Six of them never actually took office at all because they were denied credentials on election night. In their cases, they were replaced by the second-placed candidate — usually from the governing AK Party.
It’s what happened to Gülcan Kaçmaz, who won 53.8% of the vote in Van’s Edremit district last March. She was one of 56 Ministry of Education employees removed from their jobs under controversial state of emergency powers on a single day in 2017.
The election authorities cited that order as the reason why she could not take office. Edremit’s mayor became the second-placed candidate in the election: the AK Party’s İsmail Say.
Then there are cases like Batman’s Mehmet Demir, who was removed from office just two months ago accused of saddling the council with debts of 90 million lira (€12.8 million at the time).
Mr Demir denies this — and says he was never charged for any crime, despite Interior Ministry claims that he is the subject of three separate investigations. He now spends his days criticising his government-appointed successor on Twitter.
But the majority of the HDP’s fallen fify were removed over alleged ties to the separatist Kurdistan Workers’ Party (PKK), which Turkey says is a terrorist organisation.
They include mayors like Fatih Taş, who was elected in Diyarbakır’s Kulp district and removed from office on 17 September 2019, and Nilüfer Elik Yılmaz in Mardin’s Kızıltepe district, ousted on 4 November. Both were subsequently arrested on terrorism charges and are being held in custody awaiting trial. Many others are in the same situation.
Irrespective of whether the allegations stack up, the injustice of their situation is plain to see. Running for office in Turkey requires clearance from the election authorities, a process that includes a criminal record check. Ms Kaçmaz, Mr Demir, Mr Taş and Ms Yılmaz were all cleared to run. It was only after they won the election that the authorities began criminal proceedings against them.
In place of the HDP’s fallen mayors have come government-appointed kayyum, or administrators.

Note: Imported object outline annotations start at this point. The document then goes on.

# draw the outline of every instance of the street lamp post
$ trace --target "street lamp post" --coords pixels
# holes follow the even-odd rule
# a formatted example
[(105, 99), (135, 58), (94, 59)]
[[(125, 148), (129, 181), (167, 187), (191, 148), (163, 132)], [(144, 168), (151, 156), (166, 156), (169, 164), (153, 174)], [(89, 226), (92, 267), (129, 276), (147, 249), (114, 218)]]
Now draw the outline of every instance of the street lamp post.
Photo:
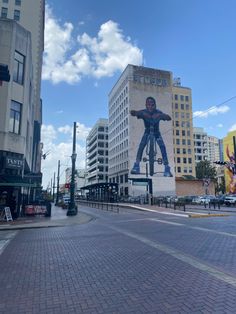
[(74, 216), (77, 214), (77, 208), (75, 206), (75, 162), (76, 162), (76, 122), (74, 122), (73, 132), (73, 149), (71, 156), (72, 168), (71, 168), (71, 182), (70, 182), (70, 203), (67, 211), (67, 216)]

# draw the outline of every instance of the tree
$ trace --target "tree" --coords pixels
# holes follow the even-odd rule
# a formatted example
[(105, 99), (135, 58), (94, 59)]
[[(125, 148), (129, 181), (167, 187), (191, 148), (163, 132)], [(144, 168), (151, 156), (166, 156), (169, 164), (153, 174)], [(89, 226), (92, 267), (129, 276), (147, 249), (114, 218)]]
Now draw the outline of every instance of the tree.
[(209, 160), (202, 160), (196, 165), (197, 179), (211, 179), (216, 181), (216, 169), (211, 165)]

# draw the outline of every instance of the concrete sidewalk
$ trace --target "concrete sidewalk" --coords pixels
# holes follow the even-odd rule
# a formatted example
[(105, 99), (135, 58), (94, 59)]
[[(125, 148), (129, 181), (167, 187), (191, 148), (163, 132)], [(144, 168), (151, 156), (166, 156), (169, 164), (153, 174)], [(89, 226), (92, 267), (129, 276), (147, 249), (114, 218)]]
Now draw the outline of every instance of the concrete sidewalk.
[(84, 224), (92, 219), (92, 216), (78, 211), (75, 216), (67, 216), (67, 210), (52, 204), (51, 217), (44, 217), (44, 215), (19, 217), (14, 221), (0, 221), (1, 230), (14, 229), (31, 229), (31, 228), (47, 228), (47, 227), (61, 227), (67, 225)]

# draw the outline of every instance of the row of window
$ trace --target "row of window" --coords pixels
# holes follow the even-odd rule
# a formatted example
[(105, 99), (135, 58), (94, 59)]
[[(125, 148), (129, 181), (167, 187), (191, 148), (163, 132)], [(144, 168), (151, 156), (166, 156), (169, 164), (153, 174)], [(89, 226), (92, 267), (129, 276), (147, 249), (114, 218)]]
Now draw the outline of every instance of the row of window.
[[(123, 141), (124, 138), (128, 137), (128, 129), (125, 129), (120, 135), (116, 136), (111, 142), (110, 147), (115, 146), (117, 143)], [(128, 141), (128, 140), (127, 140)]]
[(178, 112), (178, 111), (175, 111), (175, 119), (178, 119), (178, 118), (181, 118), (181, 119), (190, 119), (190, 113), (186, 113), (186, 112)]
[(119, 165), (116, 165), (116, 166), (113, 166), (113, 167), (109, 167), (109, 172), (119, 172), (119, 171), (122, 171), (122, 170), (126, 170), (128, 169), (128, 166), (129, 166), (129, 162), (128, 161), (125, 161)]
[(177, 157), (176, 158), (176, 162), (177, 162), (177, 164), (181, 164), (181, 163), (183, 163), (183, 164), (187, 164), (187, 163), (191, 164), (192, 163), (192, 158), (191, 157), (190, 158)]
[[(8, 3), (9, 0), (2, 0), (3, 3)], [(15, 5), (21, 5), (21, 0), (15, 0)]]
[(119, 155), (116, 155), (115, 157), (109, 158), (109, 164), (114, 165), (114, 164), (120, 162), (121, 160), (127, 159), (128, 156), (129, 156), (128, 150), (125, 150), (122, 153), (120, 153)]
[[(8, 8), (2, 7), (1, 17), (6, 19), (7, 15), (8, 15)], [(15, 21), (19, 21), (20, 20), (20, 10), (14, 10), (13, 20), (15, 20)]]
[(178, 95), (178, 94), (175, 94), (174, 99), (175, 100), (179, 100), (180, 99), (181, 101), (189, 101), (189, 97), (188, 96)]
[(183, 138), (181, 141), (179, 138), (174, 139), (174, 144), (180, 145), (181, 144), (180, 142), (182, 143), (182, 145), (191, 146), (191, 140), (190, 139), (186, 140), (185, 138)]
[(182, 135), (182, 136), (190, 136), (191, 135), (191, 133), (190, 133), (190, 130), (181, 130), (181, 132), (180, 132), (180, 130), (178, 130), (178, 129), (176, 129), (176, 130), (173, 130), (173, 132), (175, 131), (175, 135), (176, 136), (180, 136), (180, 134)]
[(110, 183), (127, 183), (129, 181), (129, 174), (126, 173), (124, 175), (115, 176), (109, 179)]
[(175, 127), (182, 127), (182, 128), (190, 128), (190, 121), (181, 121), (181, 123), (180, 123), (180, 121), (178, 121), (178, 120), (176, 120), (176, 121), (173, 121), (173, 126), (175, 125)]
[(177, 172), (178, 173), (181, 173), (181, 172), (183, 172), (183, 173), (192, 173), (193, 172), (193, 169), (192, 169), (192, 167), (183, 167), (183, 171), (182, 171), (182, 167), (177, 167)]
[(175, 152), (176, 152), (176, 154), (184, 154), (184, 155), (186, 155), (187, 153), (189, 154), (189, 155), (191, 155), (192, 154), (192, 149), (191, 148), (179, 148), (179, 147), (177, 147), (176, 149), (174, 148), (174, 154), (175, 154)]

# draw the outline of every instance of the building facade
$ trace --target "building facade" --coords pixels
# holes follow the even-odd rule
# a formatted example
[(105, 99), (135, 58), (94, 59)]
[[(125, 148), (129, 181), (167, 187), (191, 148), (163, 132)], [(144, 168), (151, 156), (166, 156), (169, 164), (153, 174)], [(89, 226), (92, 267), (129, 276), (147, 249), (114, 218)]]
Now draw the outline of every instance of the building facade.
[(226, 193), (236, 194), (236, 131), (223, 138)]
[(215, 161), (220, 160), (219, 139), (215, 136), (207, 136), (207, 160), (214, 165)]
[(173, 144), (175, 159), (175, 175), (182, 177), (196, 176), (192, 91), (181, 86), (180, 79), (174, 80), (172, 96)]
[(203, 128), (193, 128), (195, 162), (208, 159), (207, 133)]
[[(35, 198), (42, 181), (40, 129), (44, 0), (0, 0), (0, 63), (10, 81), (0, 86), (0, 190)], [(15, 191), (14, 191), (15, 190)], [(22, 202), (21, 202), (22, 203)]]
[(175, 193), (172, 74), (128, 65), (109, 94), (109, 182), (119, 195)]
[(99, 119), (86, 139), (86, 185), (108, 182), (108, 120)]

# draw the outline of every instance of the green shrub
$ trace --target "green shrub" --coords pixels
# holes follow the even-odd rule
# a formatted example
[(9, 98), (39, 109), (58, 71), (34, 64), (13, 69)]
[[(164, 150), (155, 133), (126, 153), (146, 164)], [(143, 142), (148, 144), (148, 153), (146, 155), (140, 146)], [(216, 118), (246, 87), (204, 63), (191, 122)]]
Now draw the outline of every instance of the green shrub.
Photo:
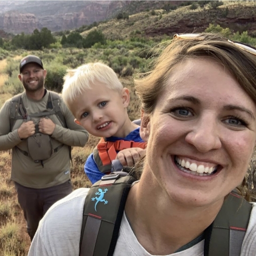
[(190, 6), (189, 9), (190, 10), (196, 10), (197, 9), (197, 4), (196, 3), (193, 3)]
[(22, 83), (18, 77), (19, 71), (18, 70), (13, 71), (12, 76), (4, 82), (4, 85), (0, 87), (0, 93), (10, 93), (16, 95), (22, 92), (24, 87)]
[(124, 67), (122, 71), (121, 75), (122, 77), (132, 76), (134, 72), (133, 68), (128, 64), (126, 67)]
[(14, 71), (19, 71), (19, 62), (10, 57), (8, 57), (7, 58), (7, 65), (4, 69), (4, 73), (11, 77)]
[(47, 70), (45, 87), (49, 90), (60, 92), (62, 89), (63, 78), (68, 67), (55, 61), (45, 65)]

The act itself is lawful — the Interior Ministry has used powers to replace elected mayors since late 2016, when the post-coup state of emergency made these things much easier — but Turkey’s local government laws say that whenever a mayor’s office becomes vacant, the elected council assembly must pick a replacement.
That’s what happened when, for example, Ankara mayor Melih Gökçek resigned in 2017. In Turkey’s lesser-trodden southeast, the kayyum can swerve around this obstacle simply by refusing to call a meeting of the council assembly. They will likely stay in post until the next election in 2024.
But despite its elected officials being picked away, the outlook is not necessarily grim for the most successful Kurdish political movement in Turkey’s history. The party still has 60 of the 67 seats it won in parliament — although the investigative journalist Ahmet Şık was a recent prominent resignation, citing unspecified differences with the party’s leadership.
More importantly, the party is far more influential than its detractors would have you believe. Its left-wing platform appeals not just to Kurdish-speaking voters in the southeast, but those in the west — and their sympathisers.
HDP support was veiled, but pivotal, in the election of several opposition mayors in 2019 — especially in Ekrem İmamoğlu’s landslide victory in Istanbul last summer. The party could easily be kingmakers in the next general election too.
That is why ignoring the HDP’s presence is a fool’s game and, contrary to what they may say, every other opposition leader knows it.